Why Food Sensitivities Appear in Perimenopause

woman wearing blue seater holding stomach

Food Sensitivities and Perimenopause

Food sensitivities are not exclusive to perimenopause, but many women find that they become more pronounced or develop new sensitivities during this stage of life. Suddenly, foods that were once dietary staples become problematic. Let's shed some light on the complex interaction between physiological changes and dietary sensitivities.

Understanding Food Intolerances

There is a difference between food intolerances and allergies. Unlike allergies, which prompt immune responses, intolerances appear as challenges in digesting specific foods. While small quantities of the offending substance may be tolerable, significant exposure can trigger adverse reactions.

Symptoms and Causes

The range of symptoms associated with food intolerances extends well beyond gastrointestinal discomfort, including migraines, headaches, nasal congestion, and weight gain. Various factors contribute to these intolerances, such as:

  • enzyme deficiencies

  • heightened stress levels

  • sensitivities to food additives or naturally occurring chemicals

  • underlying inflammation within the gastrointestinal tract.

Woman painful holding stomach in bed

The Perimenopause Connection

Hormonal Changes: Estrogen is crucial in regulating various bodily functions, including digestion and immune response. As estrogen levels fluctuate during perimenopause, it can impact the gastrointestinal tract, making it more susceptible to inflammation and altering the body's response to certain foods.

Gut Health: The gut microbiome, composed of trillions of bacteria and other microorganisms, plays a vital role in digestion, nutrient absorption, and immune function. Hormonal fluctuations during perimenopause can disrupt the balance of gut bacteria, leading to increased intestinal permeability (leaky gut) and heightened sensitivity to certain foods. Conversely, food intolerances can increase perimenopausal symptoms, creating a vicious cycle within the gastrointestinal tract.

Metabolic Changes: As women age, their metabolism slows down, affecting how the body processes and metabolizes nutrients. This metabolic shift can influence how the body responds to certain foods, leading to digestive discomfort, bloating, and other symptoms commonly associated with food sensitivities.

The Most Common Foods that Cause Intolerances Are:

  • Lactose

  • Gluten

  • Caffeine

  • Food additives (including nitrates and MSG)

  • Histamines (fermented foods, avocados, and processed meats) 

  • FODMAPs (wheat, garlic, onions, and beans)

  • Sulfites (found in wine and pickles foods)

  • Fructose (found naturally in fruit and as an additive in processed food and beverages)

woman wiring in journal

Diagnosis and Management

It can be challenging to identify food intolerances. While tests like IgG intolerance assessments exist, diagnosing an allergy is still much more straightforward than diagnosing an intolerance. Here are some tips for navigating this journey:

Keep a Food Diary: Tracking your dietary intake and symptoms can help identify patterns and pinpoint specific foods that trigger discomfort or adverse reactions. Note any changes in symptoms during different phases of your menstrual cycle to better understand how hormonal fluctuations may influence your food sensitivities.

Experiment with Elimination Diets: Consider temporarily eliminating common trigger foods such as gluten, dairy, soy, eggs, and refined sugars from your diet to see if symptoms improve. Gradually reintroduce eliminated foods one at a time while monitoring your body's response to identify potential sensitivities.

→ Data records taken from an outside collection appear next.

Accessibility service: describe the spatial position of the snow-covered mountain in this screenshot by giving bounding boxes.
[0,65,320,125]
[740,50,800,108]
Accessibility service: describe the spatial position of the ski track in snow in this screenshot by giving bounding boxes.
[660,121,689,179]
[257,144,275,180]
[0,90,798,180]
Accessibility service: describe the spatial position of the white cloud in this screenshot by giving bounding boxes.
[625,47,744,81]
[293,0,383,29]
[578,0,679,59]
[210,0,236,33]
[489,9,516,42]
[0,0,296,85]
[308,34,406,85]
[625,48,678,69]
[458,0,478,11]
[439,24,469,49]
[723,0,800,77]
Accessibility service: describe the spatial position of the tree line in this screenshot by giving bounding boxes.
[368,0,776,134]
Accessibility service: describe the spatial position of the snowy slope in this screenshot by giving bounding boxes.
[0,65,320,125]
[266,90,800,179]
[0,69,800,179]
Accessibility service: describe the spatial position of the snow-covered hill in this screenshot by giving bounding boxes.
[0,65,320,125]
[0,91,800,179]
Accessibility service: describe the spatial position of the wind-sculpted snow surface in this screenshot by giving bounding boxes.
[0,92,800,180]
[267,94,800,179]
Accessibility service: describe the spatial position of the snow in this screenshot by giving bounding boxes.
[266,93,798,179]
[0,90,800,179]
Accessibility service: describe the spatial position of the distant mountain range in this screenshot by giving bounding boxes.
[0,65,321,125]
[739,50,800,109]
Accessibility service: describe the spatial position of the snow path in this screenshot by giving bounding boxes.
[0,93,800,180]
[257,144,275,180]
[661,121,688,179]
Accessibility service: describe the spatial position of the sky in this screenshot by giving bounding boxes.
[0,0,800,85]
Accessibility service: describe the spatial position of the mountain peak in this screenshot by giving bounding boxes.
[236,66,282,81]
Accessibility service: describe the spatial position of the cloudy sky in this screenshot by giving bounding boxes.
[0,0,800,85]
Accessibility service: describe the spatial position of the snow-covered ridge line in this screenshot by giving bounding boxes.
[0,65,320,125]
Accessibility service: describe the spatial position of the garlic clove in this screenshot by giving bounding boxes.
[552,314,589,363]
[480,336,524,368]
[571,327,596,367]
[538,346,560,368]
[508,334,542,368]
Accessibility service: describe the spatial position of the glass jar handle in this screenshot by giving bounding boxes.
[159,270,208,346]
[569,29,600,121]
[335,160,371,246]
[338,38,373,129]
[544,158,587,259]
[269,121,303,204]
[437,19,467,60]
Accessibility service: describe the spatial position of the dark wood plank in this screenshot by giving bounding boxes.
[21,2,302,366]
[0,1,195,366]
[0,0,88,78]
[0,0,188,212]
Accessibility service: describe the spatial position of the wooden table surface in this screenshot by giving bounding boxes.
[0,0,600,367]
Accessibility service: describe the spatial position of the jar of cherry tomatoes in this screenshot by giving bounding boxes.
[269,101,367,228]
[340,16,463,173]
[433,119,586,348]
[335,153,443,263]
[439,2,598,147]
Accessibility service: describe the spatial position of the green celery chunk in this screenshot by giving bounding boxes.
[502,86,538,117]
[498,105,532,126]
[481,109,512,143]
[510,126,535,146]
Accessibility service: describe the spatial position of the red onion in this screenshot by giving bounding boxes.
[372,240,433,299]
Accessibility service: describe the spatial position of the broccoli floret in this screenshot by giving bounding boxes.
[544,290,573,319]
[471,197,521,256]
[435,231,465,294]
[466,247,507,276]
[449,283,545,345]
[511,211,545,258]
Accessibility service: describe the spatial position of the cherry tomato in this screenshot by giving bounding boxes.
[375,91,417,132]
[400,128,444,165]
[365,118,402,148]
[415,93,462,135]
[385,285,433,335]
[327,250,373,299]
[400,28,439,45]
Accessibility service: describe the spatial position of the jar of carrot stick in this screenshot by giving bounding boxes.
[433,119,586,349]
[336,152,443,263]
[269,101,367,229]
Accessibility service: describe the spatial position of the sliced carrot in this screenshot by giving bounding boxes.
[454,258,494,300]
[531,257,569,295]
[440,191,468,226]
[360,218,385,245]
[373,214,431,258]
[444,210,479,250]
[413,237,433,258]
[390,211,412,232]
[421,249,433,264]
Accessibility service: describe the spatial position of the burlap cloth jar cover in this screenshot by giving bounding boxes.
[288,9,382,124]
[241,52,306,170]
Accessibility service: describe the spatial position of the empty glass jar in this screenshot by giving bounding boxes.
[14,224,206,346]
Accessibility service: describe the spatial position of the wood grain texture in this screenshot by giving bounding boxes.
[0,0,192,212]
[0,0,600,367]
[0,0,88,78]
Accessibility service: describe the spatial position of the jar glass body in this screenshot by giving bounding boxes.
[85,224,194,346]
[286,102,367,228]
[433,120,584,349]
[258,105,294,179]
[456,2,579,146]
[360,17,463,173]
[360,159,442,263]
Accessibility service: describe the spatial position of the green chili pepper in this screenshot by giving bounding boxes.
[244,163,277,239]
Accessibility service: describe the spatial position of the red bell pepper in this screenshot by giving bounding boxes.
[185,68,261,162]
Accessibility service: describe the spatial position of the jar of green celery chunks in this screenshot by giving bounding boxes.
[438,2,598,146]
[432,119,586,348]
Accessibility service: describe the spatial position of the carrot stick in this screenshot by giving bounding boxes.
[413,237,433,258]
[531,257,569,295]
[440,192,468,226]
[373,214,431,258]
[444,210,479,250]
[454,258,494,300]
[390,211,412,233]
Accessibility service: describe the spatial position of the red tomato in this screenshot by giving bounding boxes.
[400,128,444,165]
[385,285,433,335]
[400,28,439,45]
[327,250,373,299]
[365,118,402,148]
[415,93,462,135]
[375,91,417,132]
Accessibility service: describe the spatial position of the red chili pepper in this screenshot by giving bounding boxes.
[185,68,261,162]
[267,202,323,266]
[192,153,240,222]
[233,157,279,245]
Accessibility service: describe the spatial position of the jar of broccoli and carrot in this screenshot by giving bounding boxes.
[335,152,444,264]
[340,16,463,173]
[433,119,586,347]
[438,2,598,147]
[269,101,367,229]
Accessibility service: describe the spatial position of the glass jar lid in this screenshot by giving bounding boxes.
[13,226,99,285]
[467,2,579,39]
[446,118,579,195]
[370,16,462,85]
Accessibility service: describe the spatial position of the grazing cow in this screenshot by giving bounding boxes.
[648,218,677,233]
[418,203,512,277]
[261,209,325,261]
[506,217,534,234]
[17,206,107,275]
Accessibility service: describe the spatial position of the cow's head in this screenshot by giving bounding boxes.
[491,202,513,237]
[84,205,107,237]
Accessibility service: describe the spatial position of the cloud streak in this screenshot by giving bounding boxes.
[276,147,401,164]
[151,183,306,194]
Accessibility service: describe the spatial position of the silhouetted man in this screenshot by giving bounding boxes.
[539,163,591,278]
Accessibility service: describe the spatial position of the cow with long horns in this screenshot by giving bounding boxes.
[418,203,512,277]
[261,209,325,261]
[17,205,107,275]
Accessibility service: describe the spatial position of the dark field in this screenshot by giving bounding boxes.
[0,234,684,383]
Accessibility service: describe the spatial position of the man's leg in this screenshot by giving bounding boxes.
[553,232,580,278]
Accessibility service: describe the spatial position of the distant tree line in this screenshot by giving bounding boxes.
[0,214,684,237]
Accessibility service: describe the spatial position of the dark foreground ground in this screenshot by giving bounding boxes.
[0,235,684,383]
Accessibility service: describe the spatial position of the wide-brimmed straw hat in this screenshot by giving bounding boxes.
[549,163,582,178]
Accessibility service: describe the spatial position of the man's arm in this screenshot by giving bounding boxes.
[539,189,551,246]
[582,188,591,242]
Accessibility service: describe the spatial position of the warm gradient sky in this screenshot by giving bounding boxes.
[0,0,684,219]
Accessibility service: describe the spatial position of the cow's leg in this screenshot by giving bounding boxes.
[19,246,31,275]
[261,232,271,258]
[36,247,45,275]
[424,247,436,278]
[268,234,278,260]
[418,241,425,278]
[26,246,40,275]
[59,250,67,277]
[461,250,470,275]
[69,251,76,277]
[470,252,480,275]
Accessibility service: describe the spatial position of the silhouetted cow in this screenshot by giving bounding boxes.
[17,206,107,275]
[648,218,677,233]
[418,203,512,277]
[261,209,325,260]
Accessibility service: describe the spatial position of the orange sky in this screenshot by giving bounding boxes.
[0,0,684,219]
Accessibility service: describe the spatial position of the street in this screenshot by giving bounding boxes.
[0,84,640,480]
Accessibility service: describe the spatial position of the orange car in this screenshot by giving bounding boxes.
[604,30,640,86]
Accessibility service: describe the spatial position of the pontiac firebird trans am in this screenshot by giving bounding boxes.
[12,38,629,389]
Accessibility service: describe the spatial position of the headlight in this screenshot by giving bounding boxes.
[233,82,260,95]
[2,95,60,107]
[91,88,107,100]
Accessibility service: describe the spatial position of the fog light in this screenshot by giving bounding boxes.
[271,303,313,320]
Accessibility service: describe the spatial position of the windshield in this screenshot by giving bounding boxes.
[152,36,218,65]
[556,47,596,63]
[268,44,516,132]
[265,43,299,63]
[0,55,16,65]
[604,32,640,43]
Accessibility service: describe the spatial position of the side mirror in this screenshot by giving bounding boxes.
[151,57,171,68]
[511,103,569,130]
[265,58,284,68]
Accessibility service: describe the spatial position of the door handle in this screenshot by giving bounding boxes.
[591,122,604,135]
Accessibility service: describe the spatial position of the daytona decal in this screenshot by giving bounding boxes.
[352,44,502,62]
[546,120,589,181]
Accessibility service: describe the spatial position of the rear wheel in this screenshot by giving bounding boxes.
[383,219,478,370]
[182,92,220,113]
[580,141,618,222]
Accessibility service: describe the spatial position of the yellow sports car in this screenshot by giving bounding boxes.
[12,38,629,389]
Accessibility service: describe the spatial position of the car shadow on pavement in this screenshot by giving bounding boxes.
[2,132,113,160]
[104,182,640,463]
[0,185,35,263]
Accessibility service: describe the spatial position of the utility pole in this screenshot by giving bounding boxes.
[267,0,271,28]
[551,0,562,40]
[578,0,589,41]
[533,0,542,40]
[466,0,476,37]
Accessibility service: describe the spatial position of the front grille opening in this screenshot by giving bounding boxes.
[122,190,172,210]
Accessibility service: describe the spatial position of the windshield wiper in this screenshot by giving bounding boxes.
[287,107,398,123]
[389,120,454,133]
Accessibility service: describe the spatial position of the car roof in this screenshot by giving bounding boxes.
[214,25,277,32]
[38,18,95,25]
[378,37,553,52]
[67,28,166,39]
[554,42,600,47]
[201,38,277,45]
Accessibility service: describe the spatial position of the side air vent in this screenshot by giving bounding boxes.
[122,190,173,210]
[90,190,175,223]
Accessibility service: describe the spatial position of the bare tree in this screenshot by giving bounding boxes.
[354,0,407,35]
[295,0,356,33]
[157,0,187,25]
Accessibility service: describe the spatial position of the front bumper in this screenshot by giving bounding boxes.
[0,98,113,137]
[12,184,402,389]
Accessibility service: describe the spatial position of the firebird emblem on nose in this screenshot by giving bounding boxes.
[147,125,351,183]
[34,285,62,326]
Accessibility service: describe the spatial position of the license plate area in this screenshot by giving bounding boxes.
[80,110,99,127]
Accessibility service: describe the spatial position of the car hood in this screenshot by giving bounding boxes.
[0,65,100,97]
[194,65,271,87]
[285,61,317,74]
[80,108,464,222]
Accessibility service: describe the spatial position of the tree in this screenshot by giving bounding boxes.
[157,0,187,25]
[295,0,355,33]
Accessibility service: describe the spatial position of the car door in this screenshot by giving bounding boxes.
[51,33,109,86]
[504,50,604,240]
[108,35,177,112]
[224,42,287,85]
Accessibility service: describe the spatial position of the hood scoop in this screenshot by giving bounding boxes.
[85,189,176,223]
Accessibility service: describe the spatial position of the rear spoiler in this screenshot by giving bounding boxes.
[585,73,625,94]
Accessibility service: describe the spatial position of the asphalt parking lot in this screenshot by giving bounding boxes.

Prioritize Gut Health: Support your digestive health by consuming a diverse range of fiber-rich foods, fermented foods, and probiotics to promote a healthy gut microbiome. Avoiding processed foods, excessive sugar, and alcohol can also help maintain gut integrity and reduce inflammation.

Manage Stress: Chronic stress can exacerbate digestive issues and lead to food sensitivities. Incorporate stress-reduction techniques such as mindfulness meditation, yoga, deep breathing exercises, or regular physical activity to promote relaxation and overall well-being.

When to Consult with a Healthcare Professional: If you're experiencing persistent or severe symptoms related to food sensitivities during perimenopause, seek guidance from a healthcare provider or registered dietitian. They can help develop a personalized treatment plan, conduct relevant tests, and offer dietary recommendations to alleviate discomfort and support hormonal balance.

Long-term Outlook

While some food intolerances may persist indefinitely, others can gradually disappear with proper dietary management and gut healing. Hormonal changes throughout perimenopause contribute to changes in how your body responds to and processes certain foods. Slow reintroduction of eliminated foods under supervision allows for identifying tolerated thresholds and minimizes the risk of symptom recurrence. 

Navigating food sensitivities during perimenopause can be challenging, but understanding the underlying factors contributing to these sensitivities is the first step toward finding relief. Adopting a holistic approach that addresses hormonal fluctuations, gut health, dietary habits, and stress management can empower you to manage symptoms effectively and optimize your overall health and well-being.